Scrive Francesco De Sanctis, un intellettuale, letterato e politico di grande respiro, in un articolo apparso nel giornale 'L'Italia' il 28 gennaio 1864: "Noi non siamo liberi, perché la politica la consideriamo non come il dovere e il diritto di tutti, ma quasi un <<hors d'ouvre>>, un dilettantismo, e non poniamo nelle faccende pubbliche quello stesso ardore ed interesse che nelle nostre private; perché non abbiamo sufficiente iniziativa e attendiamo tutto dal governo; perché vogliamo la legge rispettata dal governo, e siamo noi poco inchinevoli a rispettarla, e la prima cosa che ci viene innanzi è l'uso della forza; perché, mentre gridiamo contro il favoritismo e gli intrighi, mettiamo le nostre speranze talora più nell'uso delle raccomandazioni, degli intrighi e delle vie oblique, che nella giustizia della nostra causa. Certo non tutti siamo tinti della stessa pece; nei grandi centri, soprattutto, dove ci è più istruzione e più pratica di viver civile e più vasti orizzonti politici, la vita pubblica è più sviluppata".

Se vogliamo, più o meno, è il concetto che un altro grande della storia mondiale, John Kennedy, condensò, quasi cento anni dopo De Sanctis, nella celebre frase: "Non chiedete cosa il Paese possa fare per me, ma cosa io posso fare per il paese".

Poi arrivarono anche le scuole, anche se in ritardo, soprattutto nel Meridione d'Italia, e le cose cominciarono a cambiare.

Ma i cambiamenti hanno bisogno di tempo.

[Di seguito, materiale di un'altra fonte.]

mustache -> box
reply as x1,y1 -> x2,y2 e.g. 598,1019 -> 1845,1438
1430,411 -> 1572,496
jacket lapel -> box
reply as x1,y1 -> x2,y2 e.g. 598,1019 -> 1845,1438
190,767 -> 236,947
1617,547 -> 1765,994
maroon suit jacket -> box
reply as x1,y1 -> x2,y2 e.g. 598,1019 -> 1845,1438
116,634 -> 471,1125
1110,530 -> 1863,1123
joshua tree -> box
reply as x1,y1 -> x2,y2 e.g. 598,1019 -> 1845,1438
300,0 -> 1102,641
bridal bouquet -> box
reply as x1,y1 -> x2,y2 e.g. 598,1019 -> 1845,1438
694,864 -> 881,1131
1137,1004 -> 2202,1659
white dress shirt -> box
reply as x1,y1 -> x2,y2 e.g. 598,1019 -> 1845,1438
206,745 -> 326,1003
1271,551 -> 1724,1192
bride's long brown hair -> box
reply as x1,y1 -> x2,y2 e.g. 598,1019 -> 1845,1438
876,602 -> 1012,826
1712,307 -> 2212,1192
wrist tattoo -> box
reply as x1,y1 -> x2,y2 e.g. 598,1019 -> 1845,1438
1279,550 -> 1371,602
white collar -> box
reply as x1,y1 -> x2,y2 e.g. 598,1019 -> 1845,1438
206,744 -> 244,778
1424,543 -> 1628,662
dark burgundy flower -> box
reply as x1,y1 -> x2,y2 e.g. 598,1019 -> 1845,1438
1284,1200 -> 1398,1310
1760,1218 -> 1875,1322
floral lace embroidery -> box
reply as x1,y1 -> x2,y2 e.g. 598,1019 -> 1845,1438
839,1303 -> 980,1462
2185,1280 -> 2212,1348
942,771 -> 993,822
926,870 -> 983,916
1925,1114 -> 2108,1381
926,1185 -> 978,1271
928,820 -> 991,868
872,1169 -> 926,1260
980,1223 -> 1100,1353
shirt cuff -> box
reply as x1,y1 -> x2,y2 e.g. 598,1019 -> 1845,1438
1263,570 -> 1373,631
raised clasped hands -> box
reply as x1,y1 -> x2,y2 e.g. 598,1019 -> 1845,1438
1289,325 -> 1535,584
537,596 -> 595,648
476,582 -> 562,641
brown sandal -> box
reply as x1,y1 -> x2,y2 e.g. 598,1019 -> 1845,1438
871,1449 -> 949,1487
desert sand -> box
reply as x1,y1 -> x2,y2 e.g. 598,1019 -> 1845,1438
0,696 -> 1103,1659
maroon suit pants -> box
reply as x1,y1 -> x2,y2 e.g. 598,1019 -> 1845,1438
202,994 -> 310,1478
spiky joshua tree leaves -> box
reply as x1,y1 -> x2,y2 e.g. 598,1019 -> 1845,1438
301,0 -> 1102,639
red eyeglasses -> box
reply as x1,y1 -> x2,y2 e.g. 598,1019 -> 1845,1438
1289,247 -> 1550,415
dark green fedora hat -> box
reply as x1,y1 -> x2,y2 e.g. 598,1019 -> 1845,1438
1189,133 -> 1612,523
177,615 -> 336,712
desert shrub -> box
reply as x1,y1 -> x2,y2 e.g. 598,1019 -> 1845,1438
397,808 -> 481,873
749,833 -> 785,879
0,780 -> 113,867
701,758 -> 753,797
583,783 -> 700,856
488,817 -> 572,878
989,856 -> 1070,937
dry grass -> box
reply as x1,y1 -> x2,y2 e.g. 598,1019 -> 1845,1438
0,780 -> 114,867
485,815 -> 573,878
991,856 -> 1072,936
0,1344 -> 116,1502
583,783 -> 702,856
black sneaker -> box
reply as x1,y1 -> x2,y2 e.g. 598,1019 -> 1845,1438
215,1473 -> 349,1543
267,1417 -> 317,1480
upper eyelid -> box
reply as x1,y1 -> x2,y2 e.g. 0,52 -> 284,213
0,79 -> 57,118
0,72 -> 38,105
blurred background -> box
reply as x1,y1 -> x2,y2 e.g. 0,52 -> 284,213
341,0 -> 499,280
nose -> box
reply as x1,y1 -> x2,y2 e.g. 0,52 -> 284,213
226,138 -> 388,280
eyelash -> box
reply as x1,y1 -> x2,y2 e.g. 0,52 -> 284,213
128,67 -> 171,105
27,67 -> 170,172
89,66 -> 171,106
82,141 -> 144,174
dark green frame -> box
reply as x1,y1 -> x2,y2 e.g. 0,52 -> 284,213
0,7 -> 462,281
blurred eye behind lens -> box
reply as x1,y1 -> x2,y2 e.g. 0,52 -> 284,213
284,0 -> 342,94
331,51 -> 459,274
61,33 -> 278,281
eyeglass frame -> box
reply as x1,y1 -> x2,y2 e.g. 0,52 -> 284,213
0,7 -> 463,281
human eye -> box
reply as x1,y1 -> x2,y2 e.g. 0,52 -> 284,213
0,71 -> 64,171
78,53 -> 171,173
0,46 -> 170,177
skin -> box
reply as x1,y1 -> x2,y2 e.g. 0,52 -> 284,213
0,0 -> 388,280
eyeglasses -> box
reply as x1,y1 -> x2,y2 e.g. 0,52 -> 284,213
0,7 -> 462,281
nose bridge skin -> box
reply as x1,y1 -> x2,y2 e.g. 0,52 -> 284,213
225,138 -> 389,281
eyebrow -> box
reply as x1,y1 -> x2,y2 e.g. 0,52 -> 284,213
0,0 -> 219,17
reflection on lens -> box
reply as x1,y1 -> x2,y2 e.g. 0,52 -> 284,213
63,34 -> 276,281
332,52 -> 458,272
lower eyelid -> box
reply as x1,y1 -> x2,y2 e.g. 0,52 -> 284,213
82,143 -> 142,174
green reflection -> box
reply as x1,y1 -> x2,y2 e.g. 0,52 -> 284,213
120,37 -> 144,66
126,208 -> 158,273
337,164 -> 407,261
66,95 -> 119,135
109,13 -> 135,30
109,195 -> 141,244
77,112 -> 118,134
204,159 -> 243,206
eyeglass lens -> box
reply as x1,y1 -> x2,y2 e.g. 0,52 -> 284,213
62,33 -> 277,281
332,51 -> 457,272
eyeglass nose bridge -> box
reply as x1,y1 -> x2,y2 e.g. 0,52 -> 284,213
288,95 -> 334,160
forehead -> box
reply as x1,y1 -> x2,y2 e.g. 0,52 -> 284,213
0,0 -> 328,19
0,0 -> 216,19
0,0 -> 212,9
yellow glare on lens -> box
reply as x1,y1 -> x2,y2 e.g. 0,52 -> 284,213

Importante è crederci. E soprattutto metterci tanta passione, tanta disponibilità nella conoscenza del nostro passato.

JohannWolfang von Goethe ammoniva: "Bisogna illuminare il passato se vogliamo comprendere il presente".

Le Ricorrenze, gli Anniversari servono anche a questo. E non è cosa di poco conto.